The cumulative effects of eutrophication and biological invasions have undoubtedly influenced rates of both planktonic and benthic primary production over the past 25 y. TP entering Green Bay via the Fox River increased from a mean of ∼100 pg/L in 1986 to a peak of nearly 210 µg/L between 2001–2004 before dropping to current levels near 150 µg/L (Green Bay Metropolitan Sewage District;  http://www.newwater.us). This increase in P load corresponded to increases in areal planktonic primary production from 2.5 g C m^-2 d^-1 in 1986 (Auer and Canale 1986) to 3.7 g C m^-2 d^-1 in 1990 (Millard and Sager 1994). Volumetric rates of planktonic production also increased during that time period from 3.0 g C m^-3 d^-1 in 1986 to near 6 g C m^-3 d^-1 in 1990.

Current TP concentrations in inner Green Bay are similar to levels in 1990, and our estimates of volumetric planktonic production are comparable to those reported in the early 1990s (Millard and Sager 1994). At more distant locations from the Fox River (e.g., our transect 4) TP declined from ∼80 µg/L in 1986 to ∼5 µg/L in 2010–2011, presumably as a result of filtration by dreissenid mussels. Though TP in middle Green Bay has declined, planktonic primary production appears to have increased since 1990. Part of this discrepancy is a result of differences in methods used to calculate planktonic GPP. However, although dreissenids reduced phytoplankton biomass in the Great Lakes through grazing, they also may have increased phytoplankton-specific growth rates (Heath et al. 1995). Dreissenid-induced increases in water clarity in the Great Lakes (Budd et al. 2001, Binding et al. 2007) may have offset reductions in phytoplankton biomass, resulting in increased biomass-specific rates of planktonic primary production and higher rates of volumetric and areal GPP (Millard and Sager 1994).
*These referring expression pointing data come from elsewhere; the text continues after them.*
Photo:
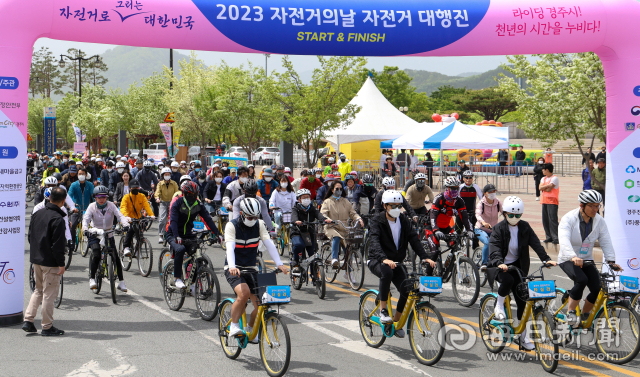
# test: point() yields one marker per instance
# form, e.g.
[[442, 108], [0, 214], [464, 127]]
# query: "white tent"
[[377, 119]]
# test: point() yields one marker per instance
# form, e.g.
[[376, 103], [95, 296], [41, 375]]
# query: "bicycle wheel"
[[355, 269], [112, 277], [425, 329], [229, 345], [371, 331], [546, 341], [330, 273], [275, 345], [207, 293], [126, 261], [465, 282], [618, 340], [144, 253], [493, 337], [172, 295], [58, 300]]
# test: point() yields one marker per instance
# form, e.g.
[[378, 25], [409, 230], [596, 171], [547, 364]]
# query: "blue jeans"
[[484, 238]]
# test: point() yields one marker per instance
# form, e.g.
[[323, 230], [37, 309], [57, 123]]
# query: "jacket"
[[81, 199], [47, 237], [132, 205], [488, 213], [571, 240], [499, 245], [165, 190], [381, 243]]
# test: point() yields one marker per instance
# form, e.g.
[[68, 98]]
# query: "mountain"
[[427, 82]]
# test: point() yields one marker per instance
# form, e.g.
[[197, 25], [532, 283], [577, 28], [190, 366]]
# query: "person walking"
[[550, 187], [47, 246]]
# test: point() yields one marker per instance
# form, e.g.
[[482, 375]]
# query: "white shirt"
[[512, 255]]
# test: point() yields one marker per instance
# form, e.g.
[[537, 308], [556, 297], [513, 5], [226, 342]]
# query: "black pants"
[[387, 275], [96, 253], [587, 276], [508, 282]]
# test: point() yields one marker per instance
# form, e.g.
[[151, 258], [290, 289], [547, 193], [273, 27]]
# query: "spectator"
[[520, 156], [47, 247], [550, 187]]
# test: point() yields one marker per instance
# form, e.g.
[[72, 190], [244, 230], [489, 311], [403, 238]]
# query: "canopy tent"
[[455, 135], [377, 119]]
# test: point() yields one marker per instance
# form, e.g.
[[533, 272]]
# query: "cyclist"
[[390, 234], [101, 214], [579, 230], [417, 193], [131, 206], [242, 236], [184, 212], [509, 246], [388, 183]]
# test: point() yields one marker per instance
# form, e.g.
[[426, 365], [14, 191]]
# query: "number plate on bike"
[[277, 294], [542, 289], [430, 284]]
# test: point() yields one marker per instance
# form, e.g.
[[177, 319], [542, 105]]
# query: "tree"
[[488, 103], [312, 111], [564, 98]]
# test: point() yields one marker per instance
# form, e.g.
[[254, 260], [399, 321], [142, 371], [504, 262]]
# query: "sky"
[[451, 66]]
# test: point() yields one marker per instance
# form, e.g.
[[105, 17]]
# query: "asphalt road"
[[140, 336]]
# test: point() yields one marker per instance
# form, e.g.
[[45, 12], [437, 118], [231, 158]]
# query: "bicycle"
[[610, 313], [108, 267], [272, 331], [497, 334], [141, 248], [352, 262], [198, 273], [424, 322], [32, 285], [466, 281], [312, 266]]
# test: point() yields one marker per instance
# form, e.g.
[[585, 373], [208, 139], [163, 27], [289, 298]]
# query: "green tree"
[[488, 103]]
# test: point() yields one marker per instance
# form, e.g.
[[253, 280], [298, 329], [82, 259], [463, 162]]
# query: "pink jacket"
[[488, 213]]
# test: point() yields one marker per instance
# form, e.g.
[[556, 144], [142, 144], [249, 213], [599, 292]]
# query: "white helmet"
[[250, 207], [388, 181], [391, 196], [513, 204]]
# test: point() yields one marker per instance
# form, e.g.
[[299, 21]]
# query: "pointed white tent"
[[377, 119]]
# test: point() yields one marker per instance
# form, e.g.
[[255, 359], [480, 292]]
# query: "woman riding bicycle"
[[390, 234], [509, 246], [578, 231], [100, 214], [336, 206]]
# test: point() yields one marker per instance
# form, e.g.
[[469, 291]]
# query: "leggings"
[[387, 275], [587, 276]]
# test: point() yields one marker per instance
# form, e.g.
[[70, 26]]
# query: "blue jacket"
[[81, 199]]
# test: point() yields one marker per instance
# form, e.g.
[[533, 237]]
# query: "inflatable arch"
[[330, 27]]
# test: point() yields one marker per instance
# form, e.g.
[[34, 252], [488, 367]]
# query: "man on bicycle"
[[183, 213], [390, 234], [242, 236], [578, 231], [100, 214], [509, 246]]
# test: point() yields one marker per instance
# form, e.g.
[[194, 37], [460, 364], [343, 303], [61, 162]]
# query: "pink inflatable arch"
[[330, 27]]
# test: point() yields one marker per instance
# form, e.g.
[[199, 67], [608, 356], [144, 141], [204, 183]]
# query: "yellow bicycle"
[[425, 322]]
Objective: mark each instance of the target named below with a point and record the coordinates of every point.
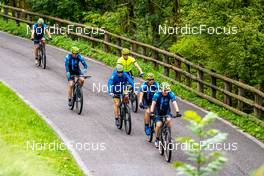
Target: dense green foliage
(239, 55)
(23, 133)
(246, 124)
(207, 161)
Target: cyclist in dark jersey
(161, 106)
(37, 35)
(147, 90)
(72, 66)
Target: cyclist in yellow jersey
(128, 62)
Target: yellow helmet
(165, 86)
(125, 51)
(75, 50)
(150, 76)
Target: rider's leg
(69, 89)
(169, 122)
(157, 130)
(146, 116)
(116, 106)
(36, 50)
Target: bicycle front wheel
(168, 150)
(43, 58)
(134, 103)
(121, 111)
(151, 125)
(79, 100)
(128, 123)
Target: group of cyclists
(153, 97)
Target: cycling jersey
(117, 84)
(39, 31)
(127, 63)
(163, 103)
(148, 92)
(72, 64)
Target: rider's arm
(138, 67)
(67, 63)
(33, 31)
(153, 104)
(83, 62)
(110, 84)
(174, 103)
(141, 92)
(154, 100)
(130, 81)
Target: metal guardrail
(234, 95)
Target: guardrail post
(155, 56)
(177, 74)
(17, 14)
(213, 83)
(166, 69)
(106, 39)
(119, 43)
(227, 87)
(200, 76)
(144, 53)
(257, 100)
(241, 92)
(5, 13)
(134, 48)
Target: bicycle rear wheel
(121, 111)
(39, 57)
(161, 144)
(43, 58)
(151, 125)
(79, 100)
(167, 151)
(134, 102)
(73, 98)
(127, 120)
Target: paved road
(111, 151)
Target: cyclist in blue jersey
(161, 106)
(72, 66)
(147, 90)
(37, 35)
(116, 85)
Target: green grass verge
(244, 123)
(20, 128)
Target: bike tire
(44, 59)
(167, 152)
(73, 99)
(127, 120)
(161, 148)
(39, 57)
(134, 103)
(79, 100)
(150, 137)
(121, 118)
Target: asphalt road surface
(104, 149)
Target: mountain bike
(77, 99)
(42, 59)
(125, 114)
(165, 137)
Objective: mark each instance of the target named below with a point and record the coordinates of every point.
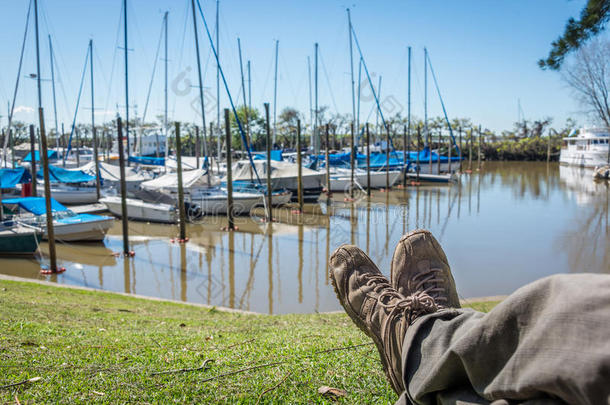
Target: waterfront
(510, 224)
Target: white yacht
(589, 148)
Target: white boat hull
(71, 195)
(142, 211)
(90, 231)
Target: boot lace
(429, 282)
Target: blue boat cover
(35, 205)
(61, 175)
(275, 155)
(147, 160)
(51, 154)
(9, 178)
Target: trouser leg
(549, 339)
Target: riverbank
(94, 346)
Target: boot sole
(356, 319)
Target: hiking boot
(420, 265)
(375, 307)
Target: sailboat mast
(351, 65)
(93, 133)
(126, 80)
(205, 146)
(426, 96)
(165, 18)
(315, 112)
(53, 87)
(277, 42)
(408, 100)
(243, 89)
(219, 146)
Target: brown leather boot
(420, 265)
(375, 307)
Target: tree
(589, 77)
(592, 21)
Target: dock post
(47, 189)
(124, 214)
(352, 162)
(449, 156)
(299, 168)
(405, 136)
(387, 158)
(328, 192)
(33, 154)
(418, 146)
(268, 144)
(368, 161)
(440, 142)
(181, 209)
(479, 151)
(230, 222)
(548, 148)
(460, 150)
(197, 146)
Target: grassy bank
(101, 347)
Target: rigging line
(366, 70)
(152, 78)
(330, 89)
(10, 117)
(224, 80)
(438, 90)
(80, 90)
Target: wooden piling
(368, 161)
(299, 168)
(47, 191)
(328, 192)
(230, 222)
(269, 188)
(352, 161)
(124, 215)
(33, 154)
(197, 146)
(181, 209)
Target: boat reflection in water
(502, 227)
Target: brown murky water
(501, 228)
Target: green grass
(103, 347)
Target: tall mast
(165, 17)
(218, 80)
(243, 88)
(310, 96)
(408, 98)
(315, 111)
(93, 133)
(277, 42)
(205, 146)
(351, 64)
(426, 95)
(53, 86)
(126, 80)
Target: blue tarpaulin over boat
(35, 205)
(9, 178)
(61, 175)
(147, 160)
(51, 154)
(275, 155)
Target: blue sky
(484, 54)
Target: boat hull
(139, 210)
At present, nutrient abatement offers the best opportunity to control nuisance growth of both benthic and planktonic algae in Green Bay. However, reductions in suspended sediment and nutrient loading from the Fox River could increase phytoplankton primary production near transect 1 because of increased light. In contrast, P reduction may do little to reduce nuisance Cladophora at transects 3 and 4, where dreissenid density is high and watercolumn TP and light attenuation are currently at levels indicative of an oligotrophic state.